Extract will product a JSON with an elements property. The elements is an array of objects that corresponds to each "chunk" of text in the PDF. There are two properties in each element that will be of interest when creating the HTML. The Path and the Text. The Path will end in one of the element types listed here. Most of them are also HTML element names that you'll be familiar with. The Text is... you guessed it... the text of that element.

 

Tables and Lists get interesting but those are still pretty easy to read. That said, you can extract the tables as CSV and then easily render those to HTML. There are number of code samples that will do that for you.

 

I'll be sharing some code that I have that does this soon.

2 replies

Participant
December 5, 2022

Is there any information known about whether the PDF to HTML conversion will be included in the API in the future? I need the output to be the same as I get when converting via adobe acrobat with layout, tables, font, etc.

Joel Geraci
Community Expert
Community Expert
September 9, 2021

The Extract API will output JSON which can easily be used to generate HTML on the fly.

Participant
September 9, 2021

Thanks for the reply. Actually that is a great approach, extracting the JSON and generating the HTML from it. I will take a look at the JSON output and try to use it to generate the HTML.

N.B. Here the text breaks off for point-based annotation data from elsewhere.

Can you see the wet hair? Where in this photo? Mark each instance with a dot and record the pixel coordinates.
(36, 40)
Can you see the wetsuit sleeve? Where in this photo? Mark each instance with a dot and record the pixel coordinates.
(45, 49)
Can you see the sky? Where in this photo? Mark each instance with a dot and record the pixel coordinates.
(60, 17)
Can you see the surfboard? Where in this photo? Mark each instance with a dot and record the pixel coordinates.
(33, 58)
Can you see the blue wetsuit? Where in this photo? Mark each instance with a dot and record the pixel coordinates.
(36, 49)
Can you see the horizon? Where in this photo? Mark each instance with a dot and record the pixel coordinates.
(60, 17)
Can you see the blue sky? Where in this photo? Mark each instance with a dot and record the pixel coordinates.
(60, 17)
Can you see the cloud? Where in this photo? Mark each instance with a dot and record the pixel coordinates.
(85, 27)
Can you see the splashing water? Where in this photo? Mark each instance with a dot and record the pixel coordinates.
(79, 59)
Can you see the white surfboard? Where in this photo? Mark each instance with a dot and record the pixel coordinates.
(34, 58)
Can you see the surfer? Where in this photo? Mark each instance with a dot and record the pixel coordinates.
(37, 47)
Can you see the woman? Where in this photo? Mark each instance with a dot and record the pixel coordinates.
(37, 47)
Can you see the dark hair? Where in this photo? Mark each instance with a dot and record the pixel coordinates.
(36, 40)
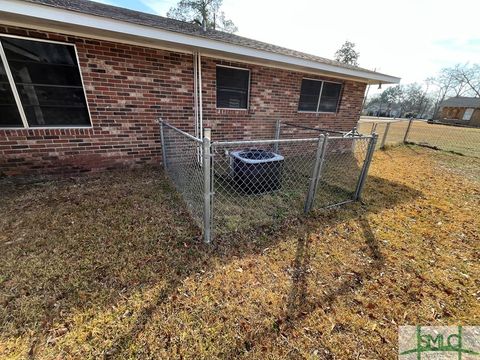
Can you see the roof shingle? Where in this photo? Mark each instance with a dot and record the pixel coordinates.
(461, 101)
(140, 18)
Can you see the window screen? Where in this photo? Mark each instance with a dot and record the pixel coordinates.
(314, 90)
(9, 115)
(309, 95)
(330, 96)
(48, 82)
(232, 88)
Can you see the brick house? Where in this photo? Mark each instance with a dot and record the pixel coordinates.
(82, 85)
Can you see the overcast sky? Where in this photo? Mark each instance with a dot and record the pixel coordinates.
(412, 39)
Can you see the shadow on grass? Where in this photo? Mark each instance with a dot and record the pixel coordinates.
(89, 243)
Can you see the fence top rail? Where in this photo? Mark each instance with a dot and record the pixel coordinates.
(314, 129)
(181, 131)
(279, 141)
(356, 137)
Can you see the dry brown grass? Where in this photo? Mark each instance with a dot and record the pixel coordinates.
(113, 267)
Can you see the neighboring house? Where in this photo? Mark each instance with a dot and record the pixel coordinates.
(82, 85)
(383, 110)
(460, 110)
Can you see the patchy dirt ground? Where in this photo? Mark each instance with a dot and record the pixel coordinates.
(112, 267)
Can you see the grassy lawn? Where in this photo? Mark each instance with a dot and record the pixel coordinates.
(450, 138)
(112, 266)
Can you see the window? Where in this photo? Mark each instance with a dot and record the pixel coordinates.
(232, 87)
(319, 96)
(9, 115)
(467, 115)
(47, 80)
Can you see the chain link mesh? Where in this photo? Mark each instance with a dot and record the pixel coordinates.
(184, 167)
(343, 162)
(253, 193)
(460, 139)
(259, 182)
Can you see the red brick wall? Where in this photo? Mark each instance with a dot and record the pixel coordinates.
(129, 87)
(274, 94)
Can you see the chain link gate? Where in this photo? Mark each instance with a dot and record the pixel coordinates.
(233, 186)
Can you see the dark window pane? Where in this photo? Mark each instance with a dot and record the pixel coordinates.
(330, 97)
(38, 51)
(48, 82)
(309, 95)
(232, 88)
(39, 73)
(9, 115)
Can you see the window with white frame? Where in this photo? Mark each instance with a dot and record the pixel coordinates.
(232, 87)
(40, 85)
(319, 96)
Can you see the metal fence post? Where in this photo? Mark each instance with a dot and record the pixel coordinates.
(277, 136)
(164, 148)
(316, 172)
(366, 166)
(207, 186)
(408, 130)
(385, 134)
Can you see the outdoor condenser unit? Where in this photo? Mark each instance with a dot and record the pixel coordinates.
(256, 171)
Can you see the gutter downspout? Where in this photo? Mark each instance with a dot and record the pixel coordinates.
(195, 93)
(200, 96)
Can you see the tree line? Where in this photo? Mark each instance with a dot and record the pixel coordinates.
(424, 100)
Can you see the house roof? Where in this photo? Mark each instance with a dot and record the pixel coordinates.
(461, 101)
(179, 27)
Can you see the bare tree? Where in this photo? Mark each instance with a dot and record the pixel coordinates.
(469, 77)
(205, 13)
(347, 54)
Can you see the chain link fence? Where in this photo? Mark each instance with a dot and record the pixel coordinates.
(458, 139)
(238, 185)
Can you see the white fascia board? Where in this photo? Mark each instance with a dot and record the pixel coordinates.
(196, 42)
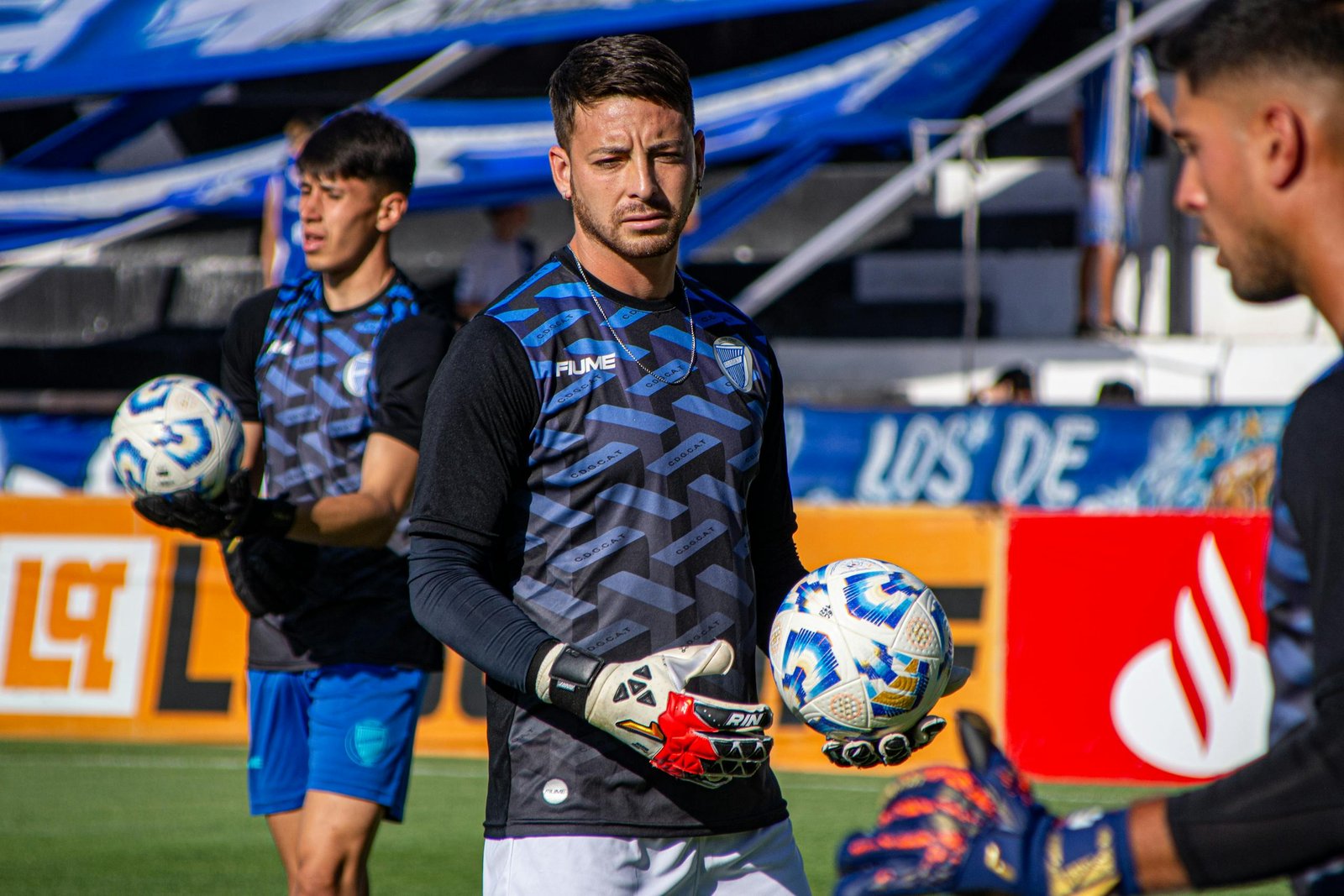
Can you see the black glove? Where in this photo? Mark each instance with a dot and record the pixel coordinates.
(891, 748)
(237, 512)
(270, 575)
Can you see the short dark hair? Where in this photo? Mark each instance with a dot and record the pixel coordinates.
(1015, 378)
(632, 65)
(1252, 36)
(365, 144)
(1117, 392)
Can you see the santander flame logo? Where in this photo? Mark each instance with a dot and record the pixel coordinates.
(1198, 707)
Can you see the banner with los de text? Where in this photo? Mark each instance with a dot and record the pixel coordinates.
(114, 629)
(1038, 457)
(1032, 457)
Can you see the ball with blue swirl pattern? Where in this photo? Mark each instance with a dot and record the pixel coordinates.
(860, 647)
(176, 432)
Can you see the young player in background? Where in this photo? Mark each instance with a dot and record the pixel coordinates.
(604, 524)
(281, 228)
(1260, 116)
(329, 374)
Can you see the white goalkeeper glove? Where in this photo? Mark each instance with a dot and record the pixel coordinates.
(644, 705)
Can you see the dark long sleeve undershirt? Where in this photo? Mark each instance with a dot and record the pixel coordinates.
(1285, 812)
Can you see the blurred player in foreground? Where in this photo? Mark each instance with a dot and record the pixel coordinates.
(604, 524)
(329, 374)
(1260, 116)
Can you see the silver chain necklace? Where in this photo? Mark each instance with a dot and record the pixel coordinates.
(690, 320)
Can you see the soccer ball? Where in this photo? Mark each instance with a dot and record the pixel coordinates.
(860, 647)
(176, 432)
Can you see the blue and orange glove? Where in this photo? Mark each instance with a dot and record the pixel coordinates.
(644, 705)
(980, 829)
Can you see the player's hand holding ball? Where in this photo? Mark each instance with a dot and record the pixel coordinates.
(237, 513)
(644, 705)
(979, 829)
(860, 651)
(178, 448)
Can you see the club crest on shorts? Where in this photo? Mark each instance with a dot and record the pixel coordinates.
(367, 741)
(736, 360)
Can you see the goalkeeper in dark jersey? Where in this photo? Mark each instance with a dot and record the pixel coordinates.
(329, 374)
(1260, 117)
(602, 523)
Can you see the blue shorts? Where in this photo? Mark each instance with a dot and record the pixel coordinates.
(346, 730)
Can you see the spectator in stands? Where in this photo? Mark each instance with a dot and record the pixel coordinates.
(1012, 387)
(494, 262)
(281, 231)
(1117, 394)
(1108, 228)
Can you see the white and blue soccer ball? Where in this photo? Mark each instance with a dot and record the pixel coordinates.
(860, 647)
(176, 434)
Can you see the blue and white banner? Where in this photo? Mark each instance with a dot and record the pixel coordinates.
(859, 90)
(78, 47)
(1055, 458)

Could you suggest me any resources or any process to do this task. I was searching online and all I could find is converting the JSON into HTML tables.

Thanks.

Joel Geraci
Community Expert
Joel GeraciCommunity ExpertCorrect answer
Community Expert
September 9, 2021

Extract will product a JSON with an elements property. The elements is an array of objects that corresponds to each "chunk" of text in the PDF. There are two properties in each element that will be of interest when creating the HTML. The Path and the Text. The Path will end in one of the element types listed here. Most of them are also HTML element names that you'll be familiar with. The Text is... you guessed it... the text of that element.

 

Tables and Lists get interesting but those are still pretty easy to read. That said, you can extract the tables as CSV and then easily render those to HTML. There are number of code samples that will do that for you.

 

I'll be sharing some code that I have that does this soon.